Kemudian senyawa tersebut dipisahkan berdasarkan pemisahan berat jenis, senyawa fosfatida berada di bagian bawah dari minyak tersebut. Hasil dari deguming akan memperlihatkan perbedaan yang sangat jelas dari minyak asalnya, yaitu berwarna kemerah-merahan.

Untuk menghilangkan kandungan asam dalam bahan bakar nyamplung yang bisa membuat mesin karatan, dilakukan proses esterfikasi dan transesterifikasi sehingga kandungan asamnya normal.

Proses ini juga disebut dengan ET. Dengan proses ini, bilangan asam biodiesel dapat diturunkan dari 61, 92 mg KOH/g menjadi 0,66 mg KOH/g.

Demikian pula dengan kriteria lain seperti viskonitas, densitas, dan angka setana sudah memenuhi standar biodiesel nasional, yaitu SNI Nomor 04-7182-2006 dan ASTM D 6751. Biodiesel nyamplung juga sudah dicoba dengan uji coba di jalan menggunakan bus dan jip dengan jarak tempuh 300 kilometer dengan hasil yang baik. ”Penelitian ini masih dalam tahap percobaan, dan akan diluncurkan pada 8 Desember 2009 di Purworejo,” kata Maman.

Sebagai alternatif, minyak nyamplung juga bisa digunakan sebagai pengganti minyak tanah (biokerosene).
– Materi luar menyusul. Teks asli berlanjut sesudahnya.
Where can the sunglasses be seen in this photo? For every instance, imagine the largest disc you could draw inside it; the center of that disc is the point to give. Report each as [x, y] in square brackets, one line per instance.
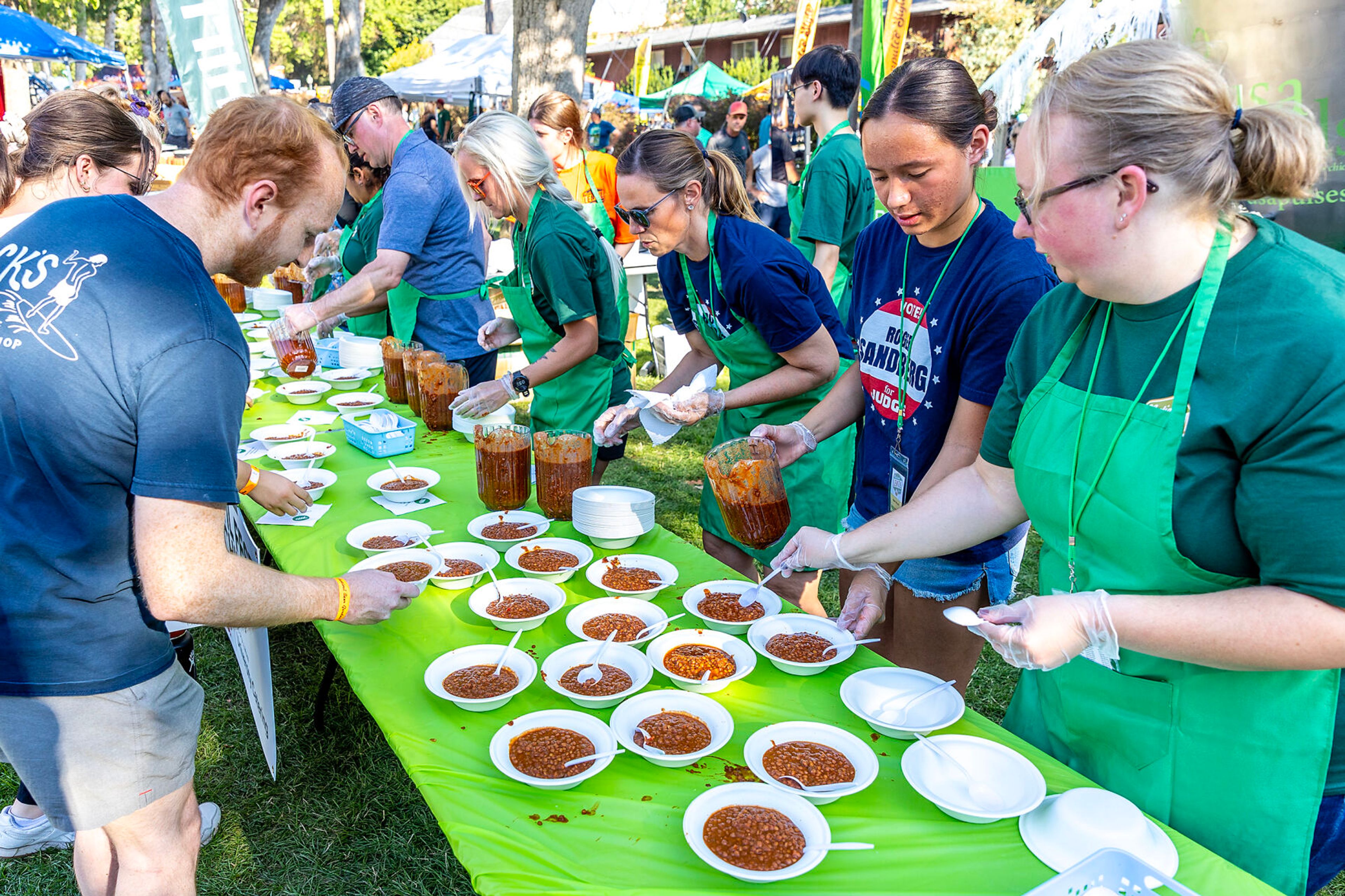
[641, 216]
[1066, 188]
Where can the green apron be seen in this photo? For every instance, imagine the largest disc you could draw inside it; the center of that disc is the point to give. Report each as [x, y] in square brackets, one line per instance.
[1235, 760]
[818, 485]
[580, 395]
[795, 194]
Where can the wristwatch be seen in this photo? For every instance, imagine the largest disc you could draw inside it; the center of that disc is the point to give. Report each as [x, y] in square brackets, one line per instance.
[521, 384]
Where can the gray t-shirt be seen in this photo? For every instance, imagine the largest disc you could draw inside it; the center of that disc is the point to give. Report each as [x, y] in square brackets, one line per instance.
[427, 217]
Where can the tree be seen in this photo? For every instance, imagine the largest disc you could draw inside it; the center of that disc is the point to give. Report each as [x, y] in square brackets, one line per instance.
[551, 41]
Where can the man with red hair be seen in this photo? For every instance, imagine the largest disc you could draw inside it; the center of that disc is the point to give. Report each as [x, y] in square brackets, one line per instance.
[119, 423]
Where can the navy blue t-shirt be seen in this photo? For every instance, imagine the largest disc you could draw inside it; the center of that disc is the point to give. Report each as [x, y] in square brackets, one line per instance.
[767, 282]
[122, 373]
[427, 217]
[958, 352]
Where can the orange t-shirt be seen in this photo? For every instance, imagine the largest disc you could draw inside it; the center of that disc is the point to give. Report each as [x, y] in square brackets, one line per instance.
[603, 170]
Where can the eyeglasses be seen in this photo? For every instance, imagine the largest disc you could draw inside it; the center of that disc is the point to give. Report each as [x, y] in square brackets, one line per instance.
[347, 135]
[1066, 188]
[641, 216]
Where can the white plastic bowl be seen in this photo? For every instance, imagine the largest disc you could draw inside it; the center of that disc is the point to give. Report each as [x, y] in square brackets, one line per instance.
[286, 451]
[479, 555]
[641, 707]
[1012, 777]
[483, 597]
[583, 552]
[770, 602]
[865, 691]
[571, 719]
[477, 525]
[405, 497]
[813, 825]
[767, 627]
[291, 392]
[418, 555]
[629, 660]
[647, 613]
[666, 572]
[522, 665]
[282, 435]
[299, 475]
[858, 752]
[346, 378]
[400, 528]
[743, 657]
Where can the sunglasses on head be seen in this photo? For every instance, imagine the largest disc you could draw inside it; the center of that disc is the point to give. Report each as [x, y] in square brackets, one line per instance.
[641, 216]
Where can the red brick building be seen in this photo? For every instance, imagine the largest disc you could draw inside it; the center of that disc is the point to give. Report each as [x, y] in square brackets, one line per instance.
[687, 48]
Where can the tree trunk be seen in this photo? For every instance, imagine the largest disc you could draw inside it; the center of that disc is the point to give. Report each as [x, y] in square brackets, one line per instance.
[349, 23]
[551, 41]
[268, 13]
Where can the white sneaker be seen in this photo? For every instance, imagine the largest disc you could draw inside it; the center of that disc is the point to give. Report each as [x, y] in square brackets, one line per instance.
[209, 821]
[34, 839]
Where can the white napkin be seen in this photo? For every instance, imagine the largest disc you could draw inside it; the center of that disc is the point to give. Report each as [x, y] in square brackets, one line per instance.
[306, 519]
[658, 428]
[397, 509]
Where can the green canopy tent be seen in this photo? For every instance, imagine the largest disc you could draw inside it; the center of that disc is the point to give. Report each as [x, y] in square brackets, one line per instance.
[708, 81]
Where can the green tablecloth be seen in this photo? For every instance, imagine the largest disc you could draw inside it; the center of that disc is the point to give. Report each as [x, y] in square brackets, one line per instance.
[621, 832]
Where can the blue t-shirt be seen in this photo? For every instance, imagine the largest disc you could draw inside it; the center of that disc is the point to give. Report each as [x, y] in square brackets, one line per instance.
[767, 282]
[118, 378]
[958, 352]
[427, 217]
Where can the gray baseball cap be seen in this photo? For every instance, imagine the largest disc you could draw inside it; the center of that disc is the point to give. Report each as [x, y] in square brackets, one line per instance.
[354, 95]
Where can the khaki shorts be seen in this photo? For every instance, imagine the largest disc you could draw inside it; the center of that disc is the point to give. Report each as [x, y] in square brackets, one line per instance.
[91, 760]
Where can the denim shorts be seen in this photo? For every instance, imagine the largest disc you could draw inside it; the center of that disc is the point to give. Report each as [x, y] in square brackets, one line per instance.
[942, 579]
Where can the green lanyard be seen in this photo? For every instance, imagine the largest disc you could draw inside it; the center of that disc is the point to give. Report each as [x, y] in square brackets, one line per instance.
[910, 346]
[693, 299]
[1210, 282]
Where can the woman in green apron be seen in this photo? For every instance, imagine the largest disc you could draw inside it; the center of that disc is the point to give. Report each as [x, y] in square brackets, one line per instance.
[941, 271]
[1173, 423]
[561, 292]
[747, 300]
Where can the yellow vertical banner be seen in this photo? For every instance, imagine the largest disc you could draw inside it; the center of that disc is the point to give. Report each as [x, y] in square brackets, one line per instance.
[805, 27]
[642, 67]
[895, 33]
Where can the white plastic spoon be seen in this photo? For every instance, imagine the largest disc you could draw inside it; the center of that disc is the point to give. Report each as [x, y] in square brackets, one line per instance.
[982, 796]
[505, 653]
[594, 758]
[594, 673]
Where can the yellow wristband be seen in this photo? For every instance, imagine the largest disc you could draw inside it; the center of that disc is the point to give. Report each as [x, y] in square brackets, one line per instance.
[342, 598]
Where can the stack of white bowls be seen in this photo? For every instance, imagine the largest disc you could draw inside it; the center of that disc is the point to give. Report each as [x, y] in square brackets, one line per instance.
[613, 517]
[361, 352]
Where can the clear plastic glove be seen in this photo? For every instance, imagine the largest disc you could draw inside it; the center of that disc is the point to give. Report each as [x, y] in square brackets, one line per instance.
[791, 442]
[280, 495]
[867, 602]
[1052, 630]
[497, 334]
[813, 549]
[320, 267]
[482, 400]
[301, 318]
[690, 411]
[614, 423]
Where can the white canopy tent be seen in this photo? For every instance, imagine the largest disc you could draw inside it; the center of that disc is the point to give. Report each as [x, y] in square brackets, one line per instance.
[451, 75]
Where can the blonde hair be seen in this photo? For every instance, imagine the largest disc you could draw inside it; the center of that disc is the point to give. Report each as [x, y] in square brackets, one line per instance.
[1168, 110]
[674, 159]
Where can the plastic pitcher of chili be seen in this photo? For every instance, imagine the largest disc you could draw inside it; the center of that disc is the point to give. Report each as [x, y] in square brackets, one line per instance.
[564, 463]
[504, 461]
[437, 384]
[295, 352]
[746, 479]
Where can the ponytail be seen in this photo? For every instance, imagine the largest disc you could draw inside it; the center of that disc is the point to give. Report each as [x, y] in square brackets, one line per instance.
[673, 159]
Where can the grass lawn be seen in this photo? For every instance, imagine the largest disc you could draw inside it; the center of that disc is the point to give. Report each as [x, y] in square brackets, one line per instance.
[345, 820]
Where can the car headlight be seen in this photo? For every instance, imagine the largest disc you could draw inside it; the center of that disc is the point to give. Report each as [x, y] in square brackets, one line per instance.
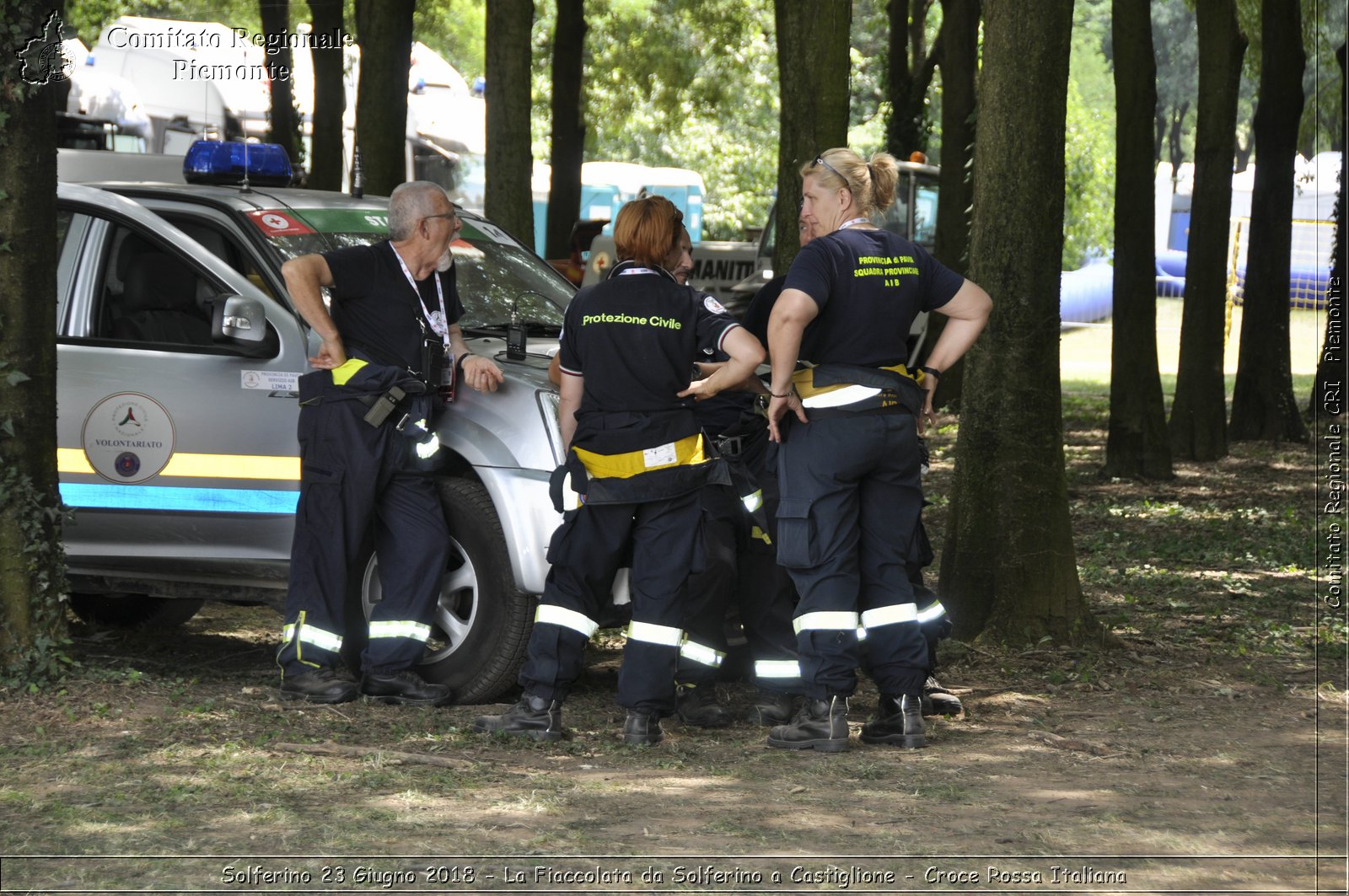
[550, 405]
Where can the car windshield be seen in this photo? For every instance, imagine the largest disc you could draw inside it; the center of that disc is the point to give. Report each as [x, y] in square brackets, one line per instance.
[494, 270]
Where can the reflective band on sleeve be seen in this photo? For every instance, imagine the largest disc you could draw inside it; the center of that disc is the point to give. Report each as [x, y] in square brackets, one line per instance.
[934, 612]
[400, 629]
[553, 614]
[877, 617]
[652, 633]
[701, 653]
[308, 633]
[825, 621]
[777, 669]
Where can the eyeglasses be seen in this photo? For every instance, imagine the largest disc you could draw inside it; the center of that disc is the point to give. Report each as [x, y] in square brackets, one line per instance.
[820, 159]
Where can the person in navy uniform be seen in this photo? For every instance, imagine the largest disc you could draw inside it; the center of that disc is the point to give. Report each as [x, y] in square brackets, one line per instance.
[637, 460]
[849, 460]
[384, 341]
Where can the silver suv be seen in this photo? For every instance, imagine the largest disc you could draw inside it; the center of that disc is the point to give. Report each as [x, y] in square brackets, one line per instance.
[179, 358]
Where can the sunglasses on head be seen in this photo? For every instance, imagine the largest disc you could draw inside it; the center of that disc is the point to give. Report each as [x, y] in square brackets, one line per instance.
[820, 159]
Pemanfaatannya sebagai biokerosene lebih realistis dan menyentuh masyarakat perdesaan karena hanya perlu melewati dua tahap, yaitu proses deguming dan ET.

Endapan biodiesel nyamplung, yaitu metil strearat (stearin), setelah dipadatkan dan dihilangkan racunnya, juga dapat dibuat cokelat putih dengan harga 20.000 rupiah per kilogram.

Ekstrak fraksi tersabunkan dari minyak nyamplung dapat dijual sebagai obat-obatan dengan nama dagang coumarin yang digunakan sebagai bahan baku obat HIV/AIDS. Hasil endapan proses pembuatan biodiesel adalah gliserin sebesar 10 persen yang dapat digunakan untuk pembuatan sabun.